In this installment of our weekly Sunday Six conversation, PF Whalen and Parker Beauregard of The Blue State Conservative discuss six takeaways from the recently concluded trial of Kyle Rittenhouse.

 

#6: We learned that leftwing activists now believe they can intimidate participants in the justice system into bowing to their objectives, without any boundaries.

 

PF: There were protesters in front of the courthouse from the beginning of the trial – an increasing amount of them, in fact – and while some were pro-Rittenhouse, the majority were anti-Rittenhouse. Those protesters were demanding that Rittenhouse be found guilty and were extremely vocal in their pleas.
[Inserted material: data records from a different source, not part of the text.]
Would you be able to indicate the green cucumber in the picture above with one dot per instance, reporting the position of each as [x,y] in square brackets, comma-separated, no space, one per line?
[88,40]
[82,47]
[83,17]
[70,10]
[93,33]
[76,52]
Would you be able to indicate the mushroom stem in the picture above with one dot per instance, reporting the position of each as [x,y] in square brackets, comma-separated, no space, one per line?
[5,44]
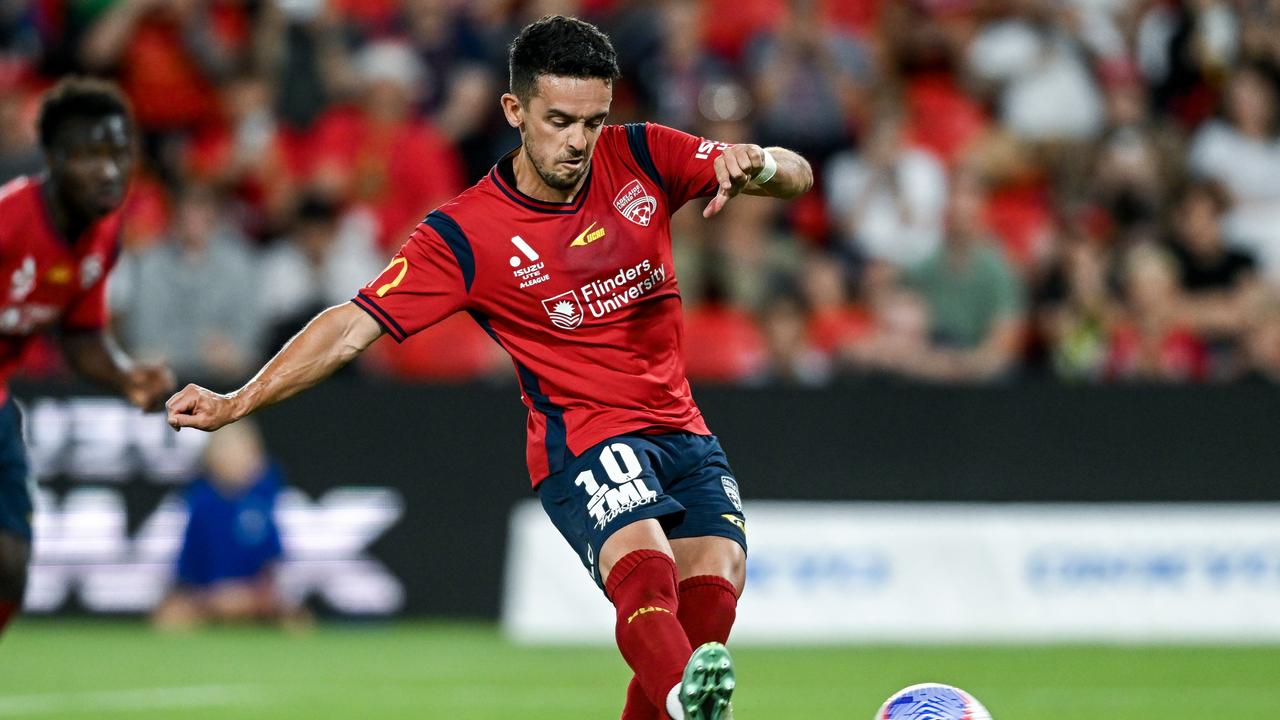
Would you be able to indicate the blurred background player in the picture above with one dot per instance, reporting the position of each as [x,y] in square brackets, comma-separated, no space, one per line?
[231,550]
[59,238]
[584,297]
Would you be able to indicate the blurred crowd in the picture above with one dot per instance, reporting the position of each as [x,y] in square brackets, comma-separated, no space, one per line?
[1087,190]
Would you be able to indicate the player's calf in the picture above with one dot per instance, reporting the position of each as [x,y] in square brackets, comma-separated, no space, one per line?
[643,588]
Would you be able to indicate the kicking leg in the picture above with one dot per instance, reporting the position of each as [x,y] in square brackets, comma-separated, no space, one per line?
[641,580]
[712,574]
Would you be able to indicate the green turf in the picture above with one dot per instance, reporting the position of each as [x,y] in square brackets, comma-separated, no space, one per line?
[77,670]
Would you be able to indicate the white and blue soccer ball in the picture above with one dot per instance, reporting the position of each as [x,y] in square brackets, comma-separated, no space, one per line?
[932,701]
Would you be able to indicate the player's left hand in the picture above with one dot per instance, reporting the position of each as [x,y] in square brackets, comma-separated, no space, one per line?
[736,165]
[147,384]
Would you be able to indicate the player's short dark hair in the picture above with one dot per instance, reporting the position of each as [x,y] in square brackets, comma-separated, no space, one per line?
[556,45]
[80,98]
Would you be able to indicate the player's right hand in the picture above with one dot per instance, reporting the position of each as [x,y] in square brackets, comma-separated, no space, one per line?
[200,408]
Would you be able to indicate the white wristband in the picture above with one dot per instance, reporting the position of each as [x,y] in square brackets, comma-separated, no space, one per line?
[768,171]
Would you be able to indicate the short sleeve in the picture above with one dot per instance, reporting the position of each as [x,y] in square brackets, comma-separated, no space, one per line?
[685,163]
[87,313]
[424,283]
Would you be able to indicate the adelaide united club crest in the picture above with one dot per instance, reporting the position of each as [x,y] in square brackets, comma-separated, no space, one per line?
[635,204]
[565,310]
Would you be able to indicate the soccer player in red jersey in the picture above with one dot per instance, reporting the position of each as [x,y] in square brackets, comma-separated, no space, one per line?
[59,237]
[562,254]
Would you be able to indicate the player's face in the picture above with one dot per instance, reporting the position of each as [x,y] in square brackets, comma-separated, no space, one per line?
[560,126]
[91,162]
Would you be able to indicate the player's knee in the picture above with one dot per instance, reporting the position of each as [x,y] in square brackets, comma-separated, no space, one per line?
[716,556]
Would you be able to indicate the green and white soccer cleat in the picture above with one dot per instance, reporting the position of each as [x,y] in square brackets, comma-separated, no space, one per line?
[708,684]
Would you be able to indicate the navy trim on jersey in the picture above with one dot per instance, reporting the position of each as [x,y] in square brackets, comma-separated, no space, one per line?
[639,141]
[557,436]
[457,241]
[380,317]
[512,192]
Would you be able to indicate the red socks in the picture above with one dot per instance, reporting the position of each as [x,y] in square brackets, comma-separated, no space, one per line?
[7,611]
[643,588]
[708,606]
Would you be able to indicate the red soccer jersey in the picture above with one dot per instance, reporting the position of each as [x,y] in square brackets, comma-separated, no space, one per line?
[45,279]
[583,295]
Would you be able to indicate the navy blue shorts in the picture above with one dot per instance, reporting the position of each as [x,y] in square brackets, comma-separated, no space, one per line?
[681,479]
[14,474]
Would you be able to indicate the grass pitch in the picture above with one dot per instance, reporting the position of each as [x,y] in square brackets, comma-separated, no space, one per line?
[117,669]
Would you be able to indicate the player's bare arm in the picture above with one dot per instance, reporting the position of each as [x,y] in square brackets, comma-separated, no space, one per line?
[773,172]
[329,341]
[95,356]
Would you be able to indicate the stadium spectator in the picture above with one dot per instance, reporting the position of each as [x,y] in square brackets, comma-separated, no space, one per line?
[833,320]
[1242,151]
[382,153]
[792,358]
[809,80]
[1221,290]
[684,82]
[1150,341]
[170,57]
[722,341]
[1133,160]
[190,299]
[315,267]
[19,153]
[457,86]
[1182,49]
[227,569]
[246,151]
[887,201]
[1075,310]
[1043,86]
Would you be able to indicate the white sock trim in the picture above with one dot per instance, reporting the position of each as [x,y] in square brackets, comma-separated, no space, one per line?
[673,707]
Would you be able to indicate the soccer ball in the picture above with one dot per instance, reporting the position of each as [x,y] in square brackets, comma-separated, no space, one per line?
[932,701]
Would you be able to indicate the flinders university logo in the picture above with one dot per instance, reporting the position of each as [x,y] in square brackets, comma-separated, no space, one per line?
[635,204]
[565,310]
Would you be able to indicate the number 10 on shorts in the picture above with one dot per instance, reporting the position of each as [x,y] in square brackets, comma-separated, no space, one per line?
[622,469]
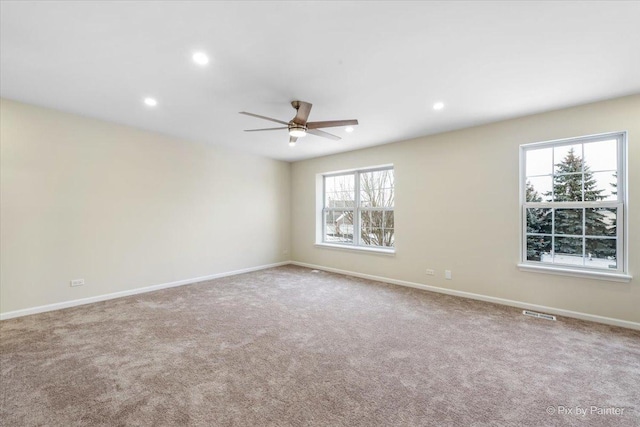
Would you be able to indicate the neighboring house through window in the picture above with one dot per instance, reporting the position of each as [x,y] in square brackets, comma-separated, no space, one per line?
[574,205]
[357,208]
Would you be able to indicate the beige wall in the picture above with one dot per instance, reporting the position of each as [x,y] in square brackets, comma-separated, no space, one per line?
[457,208]
[124,208]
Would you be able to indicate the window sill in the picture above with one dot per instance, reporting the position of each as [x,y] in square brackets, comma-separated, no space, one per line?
[561,271]
[377,251]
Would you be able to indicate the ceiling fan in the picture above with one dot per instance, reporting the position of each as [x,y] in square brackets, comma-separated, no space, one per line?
[299,126]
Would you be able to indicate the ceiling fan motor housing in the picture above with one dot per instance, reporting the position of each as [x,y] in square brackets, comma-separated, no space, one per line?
[297,130]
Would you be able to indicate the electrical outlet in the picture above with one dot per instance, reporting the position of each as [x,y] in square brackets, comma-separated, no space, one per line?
[77,282]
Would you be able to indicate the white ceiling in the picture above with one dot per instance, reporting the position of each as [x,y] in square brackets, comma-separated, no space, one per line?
[383,63]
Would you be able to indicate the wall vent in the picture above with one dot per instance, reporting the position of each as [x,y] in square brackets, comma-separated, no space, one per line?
[538,315]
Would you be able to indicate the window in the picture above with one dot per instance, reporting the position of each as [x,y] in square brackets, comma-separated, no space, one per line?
[358,208]
[573,205]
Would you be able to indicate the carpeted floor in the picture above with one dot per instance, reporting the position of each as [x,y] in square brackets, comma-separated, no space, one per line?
[292,347]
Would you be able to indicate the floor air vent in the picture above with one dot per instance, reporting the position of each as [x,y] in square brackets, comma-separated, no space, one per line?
[538,315]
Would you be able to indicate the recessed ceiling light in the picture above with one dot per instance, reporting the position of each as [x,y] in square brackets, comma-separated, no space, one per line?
[200,58]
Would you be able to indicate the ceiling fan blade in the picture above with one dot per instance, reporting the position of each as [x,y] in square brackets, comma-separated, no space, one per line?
[331,123]
[303,110]
[324,134]
[263,117]
[258,130]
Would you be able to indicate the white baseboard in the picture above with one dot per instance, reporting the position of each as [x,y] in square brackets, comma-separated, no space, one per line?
[512,303]
[82,301]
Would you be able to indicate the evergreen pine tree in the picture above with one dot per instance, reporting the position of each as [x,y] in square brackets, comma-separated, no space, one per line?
[568,183]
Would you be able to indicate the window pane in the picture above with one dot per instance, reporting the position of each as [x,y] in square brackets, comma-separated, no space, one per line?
[601,221]
[371,229]
[339,191]
[600,186]
[567,158]
[567,188]
[601,155]
[338,226]
[538,189]
[539,248]
[539,221]
[376,189]
[601,253]
[388,228]
[539,162]
[568,221]
[568,250]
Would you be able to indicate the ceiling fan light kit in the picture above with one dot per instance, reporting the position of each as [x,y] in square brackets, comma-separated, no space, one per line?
[298,131]
[298,127]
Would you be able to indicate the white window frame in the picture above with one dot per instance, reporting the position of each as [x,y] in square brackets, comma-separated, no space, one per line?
[620,273]
[357,209]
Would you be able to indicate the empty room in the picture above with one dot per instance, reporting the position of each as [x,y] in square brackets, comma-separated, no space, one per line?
[198,205]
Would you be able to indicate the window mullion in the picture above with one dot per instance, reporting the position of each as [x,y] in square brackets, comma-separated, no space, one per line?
[356,209]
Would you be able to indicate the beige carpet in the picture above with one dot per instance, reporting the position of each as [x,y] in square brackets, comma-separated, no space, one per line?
[290,347]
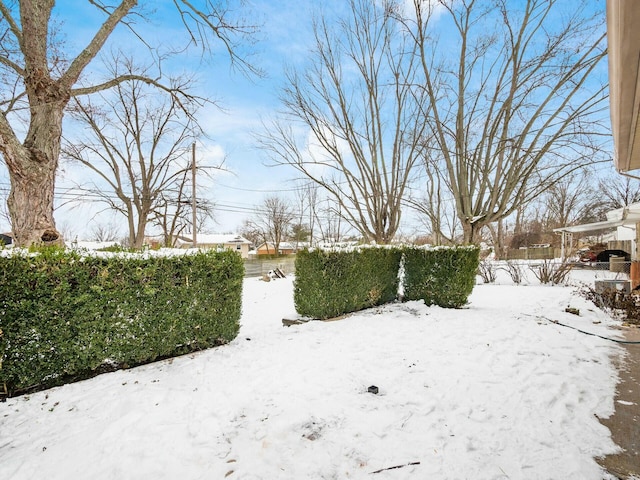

And while most of us have probably felt the urge to smack a reporter upside the head on occasion, we suppress those inclinations because we’re rational human beings. But such was not the case with one anti-Rittenhouse protester, who went so far as to physically body slam a reporter. That assault led to the young man’s arrest, after which it was determined that the body slammer had a felony warrant out for his arrest. What nice bunch of concerned citizens, those anti-Rittenhouse protesters.

 

One of the protesters outside of the courthouse was carrying an AR-15, which is obviously not allowed, and jurors had expressed various fears from the very beginning of the process. Additionally, the judge at the trial, Bruce Schroeder, received thousands of death threats and vile messages. This type of nonsense has no place in our justice system, and it seems clear that such actions are increasingly common because they’ve worked in the past.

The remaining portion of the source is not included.